Previously unknown chalcones such as β'-chalcanone-α,β-diols and a β-hydroxydihydrochalcone, named pulincisone A-F as well as known chalcone analogs 3,4,2',4',6',7,8-heptahydroxy-7(8)-dihydrochalcone (7) and 4,2',6'-trihydroxy-4'-methoxydihydrochalcone (8) were isolated from Pulicaria incisa (Lam.) DC. and assayed for cancer preventative activity. Structures were identified by spectroscopic methods, including HRESIMS, 1D and 2D NMR experiments. Pulincisone A and B, are epimers, at stereocenter C-8. A structural revision resulted in pulicisone A (1) and D (4) replacing pulichalconoids B and C, that were previously reported from the same species.
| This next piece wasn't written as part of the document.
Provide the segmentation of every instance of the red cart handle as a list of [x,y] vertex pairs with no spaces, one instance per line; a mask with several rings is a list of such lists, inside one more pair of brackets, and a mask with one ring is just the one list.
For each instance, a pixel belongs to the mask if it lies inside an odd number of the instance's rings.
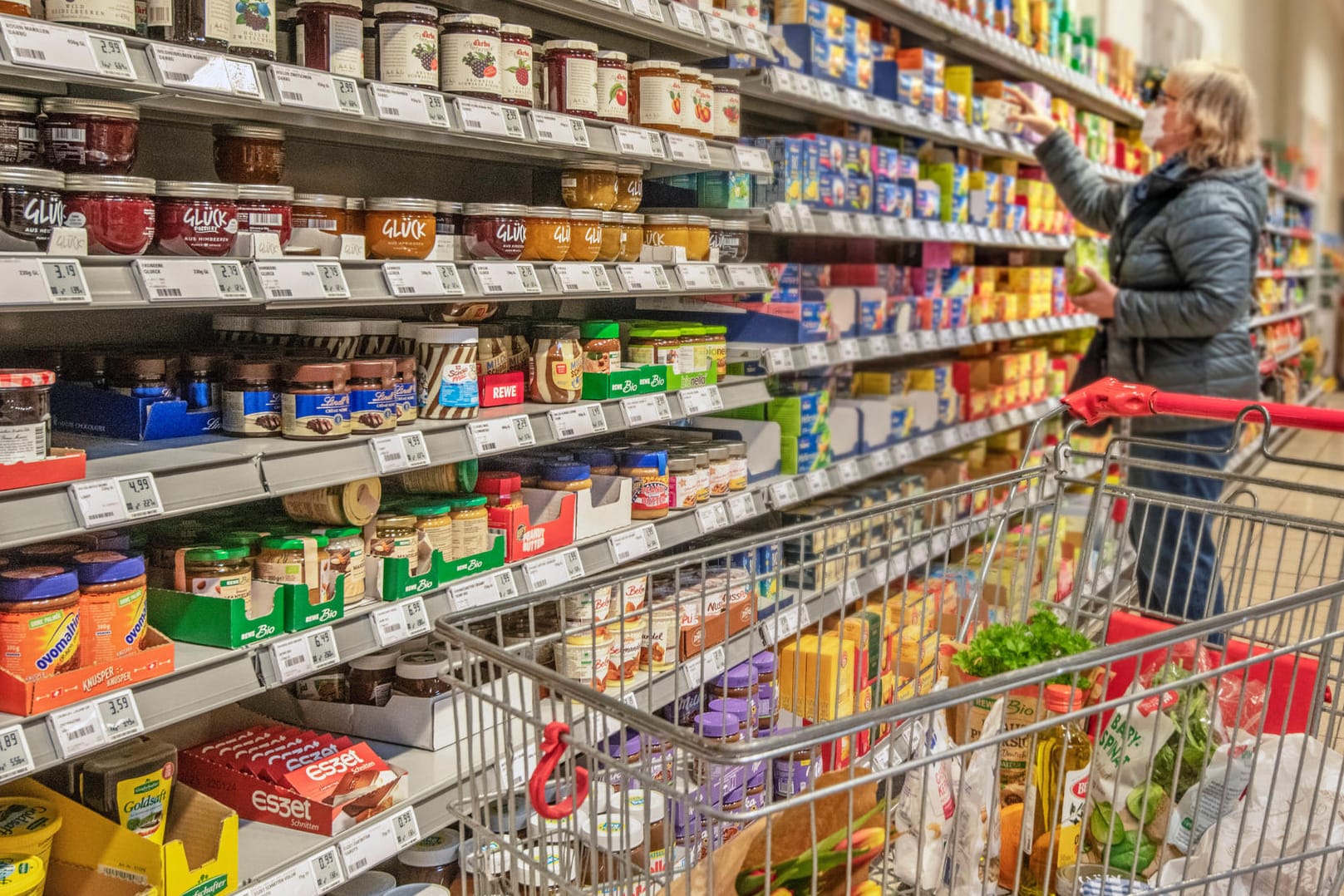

Isolated chalcones were assessed for chemopreventive potential as inducers of NAD(P)H: quinone oxidoreductase 1 (NQO1). Compounds 2, 3, 5, and 6 induced NQO1, using a Prochaska assay. NQO1 protein expression was detected by Western blotting analysis. Compound 6 among four active compounds had the highest potency as NQO1 inducers. Molecular docking analysis of the NQO1 Keap1 Kelch domain suggests Nrf2-dependent induction. These data indicate that pulincisone F (6) is a promising bioactive antioxidant (NQO1-inducer) with superior docking scores with the Keap1-Nrf2 complex compared to the reference NQO1 inducer sulforaphane (- 8.26 versus - 5.08 kcal mol^-, respectively).